That's just the latest contradiction from the president on guns. He started out as one of the most pro-gun and pro-National Rifle Association presidents in modern history. After the massacre at a high school in Parkland, Fla., last month, he lent his support to a dizzying array of proposals from both sides. He:
- Tweeted his support for “strengthening background checks”
- Called the leaders of the NRA “Great People and Great American Patriots”
- Took language right from the NRA to support “hardening” schools by arming teachers
- Promised to ban bump stocks
- Talked about raising the age to buy assault weapons from 18 to 21
- Praised a new Florida gun-control law that does just that
- Appeared to support Democrats' proposals for banning assault weapons
- Snubbed the idea of federal commissions a day before his White House announced its own commission on school violence
The White House ended up far to the right of most of these proposals. Its idea to arm teachers is so controversial that most Republicans in Congress don't support it.
We saw a similar unraveling of compromise play out in a January immigration debate. And a pattern is starting to emerge on how to read Trump's wild spins on divisive issues: When it comes time for the White House to put its own ideas in writing, he'll land to the right of most of Washington, no matter how he seemed to be at the center or left just a few days before.
When the cameras were invited to a White House meeting with Trump and bipartisan lawmakers a few weeks ago, Trump seemed so open to gun-control proposals that he accused one of the most pro-gun-control Republicans in the Senate, Patrick J. Toomey (Pa.), of being afraid of the NRA because Toomey's universal background check bill from 2013 also didn't raise the age limit for buying assault rifles.

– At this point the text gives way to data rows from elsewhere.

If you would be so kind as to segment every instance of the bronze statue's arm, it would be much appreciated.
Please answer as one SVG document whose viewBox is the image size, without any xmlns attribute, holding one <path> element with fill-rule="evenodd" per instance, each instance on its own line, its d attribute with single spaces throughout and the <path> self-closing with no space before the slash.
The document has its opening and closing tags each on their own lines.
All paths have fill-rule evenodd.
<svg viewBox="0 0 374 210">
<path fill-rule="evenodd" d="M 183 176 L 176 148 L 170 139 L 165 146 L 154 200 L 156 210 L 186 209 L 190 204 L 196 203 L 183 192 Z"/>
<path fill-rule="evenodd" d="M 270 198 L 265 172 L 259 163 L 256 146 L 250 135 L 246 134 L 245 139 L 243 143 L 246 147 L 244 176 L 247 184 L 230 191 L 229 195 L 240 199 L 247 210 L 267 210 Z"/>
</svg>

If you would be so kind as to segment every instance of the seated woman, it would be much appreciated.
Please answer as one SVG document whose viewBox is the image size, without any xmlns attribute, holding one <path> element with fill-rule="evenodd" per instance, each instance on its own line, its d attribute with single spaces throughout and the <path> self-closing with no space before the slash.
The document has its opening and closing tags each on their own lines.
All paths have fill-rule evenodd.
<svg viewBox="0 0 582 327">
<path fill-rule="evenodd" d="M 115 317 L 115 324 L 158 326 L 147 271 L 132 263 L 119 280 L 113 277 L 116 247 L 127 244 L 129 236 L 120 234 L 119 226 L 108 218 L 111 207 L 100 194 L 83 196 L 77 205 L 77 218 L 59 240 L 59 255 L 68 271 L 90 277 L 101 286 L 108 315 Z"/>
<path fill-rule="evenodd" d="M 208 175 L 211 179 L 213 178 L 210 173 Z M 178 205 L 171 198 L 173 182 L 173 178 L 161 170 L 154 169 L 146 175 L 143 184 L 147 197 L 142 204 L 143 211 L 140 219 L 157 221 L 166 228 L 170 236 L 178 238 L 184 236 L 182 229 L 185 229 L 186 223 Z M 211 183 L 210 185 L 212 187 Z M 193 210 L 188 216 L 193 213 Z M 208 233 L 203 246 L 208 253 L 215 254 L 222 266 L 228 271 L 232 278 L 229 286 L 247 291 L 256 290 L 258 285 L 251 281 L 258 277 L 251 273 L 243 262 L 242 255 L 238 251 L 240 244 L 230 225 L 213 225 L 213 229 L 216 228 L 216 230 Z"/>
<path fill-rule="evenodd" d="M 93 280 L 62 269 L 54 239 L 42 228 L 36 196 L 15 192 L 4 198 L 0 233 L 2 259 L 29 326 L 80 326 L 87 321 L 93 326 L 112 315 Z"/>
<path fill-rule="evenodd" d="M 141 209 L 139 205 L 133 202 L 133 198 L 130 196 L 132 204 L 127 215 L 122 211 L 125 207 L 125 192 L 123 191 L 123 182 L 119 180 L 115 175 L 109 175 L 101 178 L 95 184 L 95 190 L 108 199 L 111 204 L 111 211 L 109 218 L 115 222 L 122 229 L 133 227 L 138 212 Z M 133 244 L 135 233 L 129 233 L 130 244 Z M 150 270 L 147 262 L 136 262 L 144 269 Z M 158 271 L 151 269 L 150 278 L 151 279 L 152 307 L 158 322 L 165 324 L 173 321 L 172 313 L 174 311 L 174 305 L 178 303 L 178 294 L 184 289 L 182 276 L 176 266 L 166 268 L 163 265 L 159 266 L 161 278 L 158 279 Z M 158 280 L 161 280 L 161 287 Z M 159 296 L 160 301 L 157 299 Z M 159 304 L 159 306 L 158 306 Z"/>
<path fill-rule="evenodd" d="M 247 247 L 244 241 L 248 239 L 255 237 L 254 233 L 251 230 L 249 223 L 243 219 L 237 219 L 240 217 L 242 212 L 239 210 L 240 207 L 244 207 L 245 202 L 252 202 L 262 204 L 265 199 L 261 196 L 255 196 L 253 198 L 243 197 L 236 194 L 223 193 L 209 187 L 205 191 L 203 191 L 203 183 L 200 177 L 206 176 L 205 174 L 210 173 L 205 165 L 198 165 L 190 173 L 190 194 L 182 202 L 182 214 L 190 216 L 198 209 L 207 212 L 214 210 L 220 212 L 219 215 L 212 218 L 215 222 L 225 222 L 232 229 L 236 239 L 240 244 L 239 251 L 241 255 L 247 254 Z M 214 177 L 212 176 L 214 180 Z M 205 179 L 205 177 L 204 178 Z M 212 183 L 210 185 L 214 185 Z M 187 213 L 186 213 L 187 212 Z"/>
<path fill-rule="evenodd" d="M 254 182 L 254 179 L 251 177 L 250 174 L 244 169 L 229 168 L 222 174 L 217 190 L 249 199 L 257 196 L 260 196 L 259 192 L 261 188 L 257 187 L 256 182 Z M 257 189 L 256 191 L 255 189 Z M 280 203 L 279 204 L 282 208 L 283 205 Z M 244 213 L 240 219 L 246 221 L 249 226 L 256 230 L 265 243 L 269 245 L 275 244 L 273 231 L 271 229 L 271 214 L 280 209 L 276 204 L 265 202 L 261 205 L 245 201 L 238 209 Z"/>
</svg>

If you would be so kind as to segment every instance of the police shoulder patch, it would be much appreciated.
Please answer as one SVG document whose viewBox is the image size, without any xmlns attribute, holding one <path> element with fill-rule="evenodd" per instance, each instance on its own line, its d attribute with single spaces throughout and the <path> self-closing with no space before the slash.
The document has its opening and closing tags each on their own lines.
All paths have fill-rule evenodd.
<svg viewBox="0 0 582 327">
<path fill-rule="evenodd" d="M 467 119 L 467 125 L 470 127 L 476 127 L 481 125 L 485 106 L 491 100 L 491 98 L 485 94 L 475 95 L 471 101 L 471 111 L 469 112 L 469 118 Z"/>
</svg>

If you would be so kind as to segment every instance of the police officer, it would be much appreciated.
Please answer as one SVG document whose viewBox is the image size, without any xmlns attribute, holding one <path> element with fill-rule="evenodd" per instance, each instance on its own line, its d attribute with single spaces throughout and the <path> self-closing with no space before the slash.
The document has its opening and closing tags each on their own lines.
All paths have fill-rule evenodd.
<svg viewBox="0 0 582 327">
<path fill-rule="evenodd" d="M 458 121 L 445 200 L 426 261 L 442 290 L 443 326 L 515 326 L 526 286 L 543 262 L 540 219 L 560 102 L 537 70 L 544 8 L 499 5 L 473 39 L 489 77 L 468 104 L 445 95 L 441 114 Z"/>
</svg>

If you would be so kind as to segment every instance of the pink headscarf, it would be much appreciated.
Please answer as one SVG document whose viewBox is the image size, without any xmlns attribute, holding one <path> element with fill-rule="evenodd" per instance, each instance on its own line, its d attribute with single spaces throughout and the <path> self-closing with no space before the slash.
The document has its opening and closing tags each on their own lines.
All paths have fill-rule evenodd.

Then, Trump made one of the most pro-gun-control Democrats in the Senate, Dianne Feinstein (Calif.), positively giddy with the suggestion that Congress should ban assault weapons.
Actually, almost all Senate Democrats were thrilled after that meeting. They held a news conference the very next day on Capitol Hill to unveil their gun-control wish list, hoping to build on the momentum the president had just given them.
“I am sure many of you in this room and many Americans around the country watched the president's meeting on gun violence yesterday,” said Senate Minority Leader Charles E. Schumer (D-N.Y.), “and were rather stunned and surprised. Many of us pleasantly.”
Though Democrats say they were skeptical, too. After sitting down with Trump on guns, Schumer brought up Trump's flip-flops on immigration as a cautionary flag: “The president was pulled back by the hard right and prevented a bipartisan proposal from emerging.”
But they had to try to test the waters to see what support they had from the president.
And whatever support they may have had from Trump fizzled almost as soon as he gave it. Trump ignored their outstretched hand on universal background checks and started talking more about arming teachers. Less than two weeks after that meeting, his White House formalized his drift back to the right. It announced Sunday night that the administration would work with states to help train schoolteachers to carry guns, a proposal plucked straight from the NRA, and that it would endorse a Republican-led bill that reinforces the background check system but doesn't expand it.
Pretty much the same pattern played out a few months ago when Congress was trying to come up with an immigration deal to protect young undocumented “dreamers” from deportation. Democrats thought they had a deal, only to watch Trump renege. Trump ultimately put forward an immigration proposal to drastically change the legal immigration system — a proposal is so conservative that most Republicans in Congress won't support it.
There are two possibilities here about what's leading Trump to spin so much on divisive issues, and they aren't mutually exclusive:
- Trump doesn't know what he wants, and he's also not very familiar with the issues. That leads him to either mistakenly support more liberal solutions or honestly support them without understanding the politics behind it. In the on-camera meeting with lawmakers on immigration in January, Trump appeared to agree with Democrats on a bill just to legalize dreamers without anything in exchange. House Majority Whip Kevin McCarthy (R-Calif.) had to interject to correct the president that such a move was actually the opposite of what Trump wanted to do. The president seemed genuinely confused:
“Mr. President, you need to be clear, though,” McCarthy said. “I think what Senator Feinstein is asking there — when we talk about just DACA, we don’t want to be back here two years later. You have to have security.” Trump responded: “I think that’s what she’s saying.” “No, I think she’s saying something different,” McCarthy said. (She was.)
- Trump agrees with the last person who talked to him. And that's usually his staff, who have much more access to him than Democrats in Congress. Those are people such as Stephen Miller, a Trump loyalist who even some Republicans in Congress say is too extreme to deal with. “He's been an outlier for years,” Sen. Lindsey O. Graham (R-S.C.) said of Miller during the immigration debate, pointing the finger squarely at Miller for scuttling a bipartisan deal on dreamers, a deal Trump seemed open to just days earlier.
Whatever the reason for Trump's hard-right turns on immigration and guns, it underscores what Democrats most fear about negotiating with the president: that no matter what bipartisan compromises the president seems to support when they're across the table from him, he'll fall back to his most conservative positions.